The high cost of cheap

16 Dec

Cheapness, argues Ellen Shell, the author of Cheap: The High Cost of Discount Culture, has ruined just about everything. Main streets, with knowledgeable clerks and friendly service, have been decimated by discount stores like Wal-Mart staffed with employees who neither know their store’s stock, nor particularly care. Customer service has all but disappeared (ever noticed that sign at the entrance of IKEA that reads, “No One Will Bother You”?). Local restaurants that want to serve up fine, fresh food struggle to compete with the all-you-can-eat shrimpfest at Red Lobster (where the shrimp is decidedly NOT fresh, since it was hauled in from a chemical-laden Taiwanese shrimp farm).

Sadly, in too many of our nation’s neighborhoods, you no longer have the option of being able to walk down the street to a locally owned, locally operated store whose proprietor has tailored his or her selection to the needs of the community; those stores have closed, leaving us no choice but to hop into our cars, waste untold time in traffic jams, and join the herds at BJ’s.

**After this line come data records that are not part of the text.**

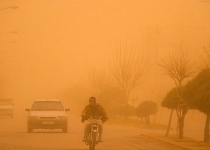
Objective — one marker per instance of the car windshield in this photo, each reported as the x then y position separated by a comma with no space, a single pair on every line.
47,105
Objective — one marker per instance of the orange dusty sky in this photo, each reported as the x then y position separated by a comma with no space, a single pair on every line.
59,41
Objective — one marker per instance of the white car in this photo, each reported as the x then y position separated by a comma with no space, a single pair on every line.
47,114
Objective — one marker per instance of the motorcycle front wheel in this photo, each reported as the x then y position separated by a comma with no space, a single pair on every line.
92,142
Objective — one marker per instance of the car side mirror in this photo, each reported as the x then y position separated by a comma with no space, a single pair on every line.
27,109
67,109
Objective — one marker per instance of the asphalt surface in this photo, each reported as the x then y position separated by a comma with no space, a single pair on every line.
13,136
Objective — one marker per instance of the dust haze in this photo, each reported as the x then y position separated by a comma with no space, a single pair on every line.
48,48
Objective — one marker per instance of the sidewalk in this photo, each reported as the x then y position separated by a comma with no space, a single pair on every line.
187,143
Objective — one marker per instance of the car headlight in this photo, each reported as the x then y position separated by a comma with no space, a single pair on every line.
61,117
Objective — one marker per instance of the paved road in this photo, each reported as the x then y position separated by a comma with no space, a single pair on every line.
13,136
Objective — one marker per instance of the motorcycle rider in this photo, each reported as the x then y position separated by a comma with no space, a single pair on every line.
93,110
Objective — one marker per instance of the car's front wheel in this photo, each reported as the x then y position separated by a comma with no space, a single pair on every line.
65,128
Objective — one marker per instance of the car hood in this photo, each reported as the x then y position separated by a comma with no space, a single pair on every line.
47,113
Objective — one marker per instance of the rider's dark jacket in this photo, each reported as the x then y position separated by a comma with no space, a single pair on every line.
95,112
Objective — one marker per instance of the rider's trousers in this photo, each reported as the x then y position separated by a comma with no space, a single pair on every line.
87,127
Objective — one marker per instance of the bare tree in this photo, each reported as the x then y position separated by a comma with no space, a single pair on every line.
128,68
206,57
178,66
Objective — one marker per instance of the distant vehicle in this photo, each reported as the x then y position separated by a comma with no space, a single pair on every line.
47,114
6,107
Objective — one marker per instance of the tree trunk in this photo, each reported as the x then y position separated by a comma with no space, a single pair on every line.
169,123
206,130
181,127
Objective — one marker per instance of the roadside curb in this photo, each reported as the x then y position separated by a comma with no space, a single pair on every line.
155,137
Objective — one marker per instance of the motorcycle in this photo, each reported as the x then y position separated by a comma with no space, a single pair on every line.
93,133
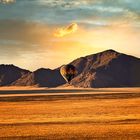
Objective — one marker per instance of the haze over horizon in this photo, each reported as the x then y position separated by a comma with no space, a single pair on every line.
49,33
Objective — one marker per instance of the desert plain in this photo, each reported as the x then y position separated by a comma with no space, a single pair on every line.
69,113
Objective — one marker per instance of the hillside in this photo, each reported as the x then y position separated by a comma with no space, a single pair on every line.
105,69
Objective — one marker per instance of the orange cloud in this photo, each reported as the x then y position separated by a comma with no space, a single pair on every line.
60,32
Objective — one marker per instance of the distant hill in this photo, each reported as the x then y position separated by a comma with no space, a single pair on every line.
10,73
105,69
42,78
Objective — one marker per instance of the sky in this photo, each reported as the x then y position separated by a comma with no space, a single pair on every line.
50,33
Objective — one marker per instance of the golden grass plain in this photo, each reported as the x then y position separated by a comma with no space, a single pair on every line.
70,113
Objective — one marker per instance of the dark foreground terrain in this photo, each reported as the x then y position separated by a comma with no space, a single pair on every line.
70,114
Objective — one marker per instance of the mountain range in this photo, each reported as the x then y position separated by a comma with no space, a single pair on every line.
105,69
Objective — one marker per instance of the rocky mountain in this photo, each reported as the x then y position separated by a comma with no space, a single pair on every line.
105,69
42,78
10,73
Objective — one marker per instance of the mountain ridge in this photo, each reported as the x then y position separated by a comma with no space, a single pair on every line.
104,69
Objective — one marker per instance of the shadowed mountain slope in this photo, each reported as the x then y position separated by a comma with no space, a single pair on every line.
10,73
105,69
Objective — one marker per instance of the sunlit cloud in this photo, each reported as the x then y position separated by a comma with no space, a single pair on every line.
7,1
60,32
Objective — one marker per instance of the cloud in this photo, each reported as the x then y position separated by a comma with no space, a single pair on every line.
60,32
7,1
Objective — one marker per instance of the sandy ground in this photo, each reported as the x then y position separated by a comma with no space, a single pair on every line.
69,113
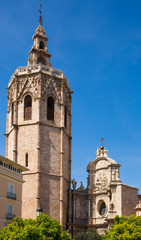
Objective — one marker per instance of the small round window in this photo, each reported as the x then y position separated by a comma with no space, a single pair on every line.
102,208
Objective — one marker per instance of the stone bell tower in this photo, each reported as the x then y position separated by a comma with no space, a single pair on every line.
38,133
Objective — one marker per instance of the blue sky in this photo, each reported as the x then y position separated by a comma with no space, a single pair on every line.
97,44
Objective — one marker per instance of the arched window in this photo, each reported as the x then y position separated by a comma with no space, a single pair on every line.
28,108
50,108
41,45
26,159
65,117
12,114
41,60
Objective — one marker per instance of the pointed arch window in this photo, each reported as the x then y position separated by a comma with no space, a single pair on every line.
26,159
28,108
50,108
41,60
65,117
12,114
41,45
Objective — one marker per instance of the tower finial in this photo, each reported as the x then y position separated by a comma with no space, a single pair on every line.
40,11
102,144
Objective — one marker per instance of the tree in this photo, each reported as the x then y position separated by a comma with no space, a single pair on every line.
88,236
40,229
125,229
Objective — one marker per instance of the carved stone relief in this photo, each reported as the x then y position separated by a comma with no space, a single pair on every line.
101,181
28,84
101,164
49,86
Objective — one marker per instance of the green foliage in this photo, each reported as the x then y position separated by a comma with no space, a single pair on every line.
40,229
125,229
88,236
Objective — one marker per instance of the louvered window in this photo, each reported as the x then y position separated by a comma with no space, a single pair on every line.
28,108
50,108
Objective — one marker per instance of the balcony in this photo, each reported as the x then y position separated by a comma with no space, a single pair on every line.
10,216
11,195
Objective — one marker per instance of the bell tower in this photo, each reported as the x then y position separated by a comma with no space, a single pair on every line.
38,133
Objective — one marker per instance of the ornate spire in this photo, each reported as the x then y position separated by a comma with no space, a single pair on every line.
40,11
39,53
102,144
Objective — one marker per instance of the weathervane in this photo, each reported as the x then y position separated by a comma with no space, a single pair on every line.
40,11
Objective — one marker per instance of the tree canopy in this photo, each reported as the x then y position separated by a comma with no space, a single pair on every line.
88,236
125,229
28,229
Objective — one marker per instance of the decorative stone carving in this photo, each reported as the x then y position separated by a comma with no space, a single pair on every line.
49,85
81,187
74,183
28,84
10,94
101,164
113,174
101,181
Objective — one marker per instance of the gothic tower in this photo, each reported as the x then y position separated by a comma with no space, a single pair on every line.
38,133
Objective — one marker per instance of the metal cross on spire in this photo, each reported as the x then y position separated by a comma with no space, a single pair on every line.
40,11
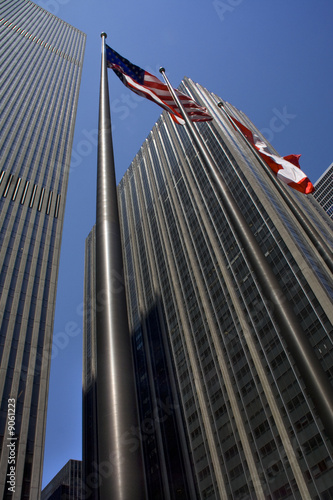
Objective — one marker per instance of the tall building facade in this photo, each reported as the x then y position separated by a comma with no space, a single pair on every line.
41,60
324,191
66,485
224,412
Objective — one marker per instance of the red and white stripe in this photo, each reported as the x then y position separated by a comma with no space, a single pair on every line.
157,91
286,168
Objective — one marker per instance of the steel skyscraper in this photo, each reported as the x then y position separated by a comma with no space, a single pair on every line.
224,411
41,60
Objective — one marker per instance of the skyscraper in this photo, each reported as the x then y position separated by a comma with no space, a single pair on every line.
324,191
66,485
224,411
41,60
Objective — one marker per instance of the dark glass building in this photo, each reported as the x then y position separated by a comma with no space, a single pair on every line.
41,60
224,412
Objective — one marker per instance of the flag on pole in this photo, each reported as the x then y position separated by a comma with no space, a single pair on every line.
286,168
147,85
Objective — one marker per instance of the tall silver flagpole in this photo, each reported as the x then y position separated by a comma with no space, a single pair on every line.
120,462
313,235
311,370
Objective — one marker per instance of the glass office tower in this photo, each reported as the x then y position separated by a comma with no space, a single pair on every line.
224,412
41,60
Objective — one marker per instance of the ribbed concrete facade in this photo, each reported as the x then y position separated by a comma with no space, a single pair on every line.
41,60
212,368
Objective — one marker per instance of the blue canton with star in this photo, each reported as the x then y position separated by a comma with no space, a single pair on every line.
115,60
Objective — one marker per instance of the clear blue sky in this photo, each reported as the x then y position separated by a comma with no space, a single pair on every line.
267,58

But in Jacksonville’s historic urban communities, we’re incredibly lucky. We still have the luxury of choice. We’re surrounded by cool stores and independent boutiques and funky galleries. We’ve got some of the city’s best restaurants and our pick of eclectic bars and breweries. We’ve got corner bakeries and terrific butchers and neighborhood bike shops and bookstores where the owners actually know a thing or two about books. And yet most of us still jump into our cars and head to the big box stores. Why?

Because we think they’re cheaper? Because we’ll have more stock to choose from? Because it’s more convenient to buy everything in one place?

That’s what we tell ourselves, but it’s a false dichotomy. If you can see past the bright, inviting graphics and clean aisles that sets a Target apart from, say, a K-Mart, you’ll realize that every big box store in every city carries the same exact stuff, the vast majority of it made  in factories overseas where cheap labor working in sweatshop conditions is used to produce mountains of disposable junk. And while you may indeed be able to get everything on your shopping list in one stop, you’re certainly not getting the best price. “WalMart actually has higher-than-average prices on about one third of the stock it carries,” Shell notes in her book. At the big discount stores, most discounts are applied to everyday necessities, like toothpaste and lettuce; brand-name clothing and appliances may be no bargain at all.

In our quest for cheap, we’re paying a very high price. We’ve traded homemade for foreign-made, individuality for homogeneity, and diversity for uniformity. (As Roger Price, author of The Great Roob Revolution said “If everybody doesn’t want it, nobody gets it.”) We’re also slowly strangling our local economies, creating vacant storefronts, and paving over our precious green space for another asphalt road to the outlet malls.

So, how do we get wean ourselves off the cheapness drug? Shell insists we have to kick the habit ourselves: “We can set our own standard for quality and stick to it. We can demand to know the true costs of what we buy . . .. We can enforce sustainability, minimize disposability, and insist on transparency. We can rekindle our acquaintance with craftsmanship. We can choose to buy or not, choose to bargain or not, and choose to follow our hearts or not, unencumbered by the anxiety that someone somewhere is getting a ‘better deal.”

Here in Jacksonville, it’s never been easier to kick the cheapness habit. Just choose to GoLO.

(Hat tip to Mark Frauenfelder at BoingBoing, from which this post was adapted.)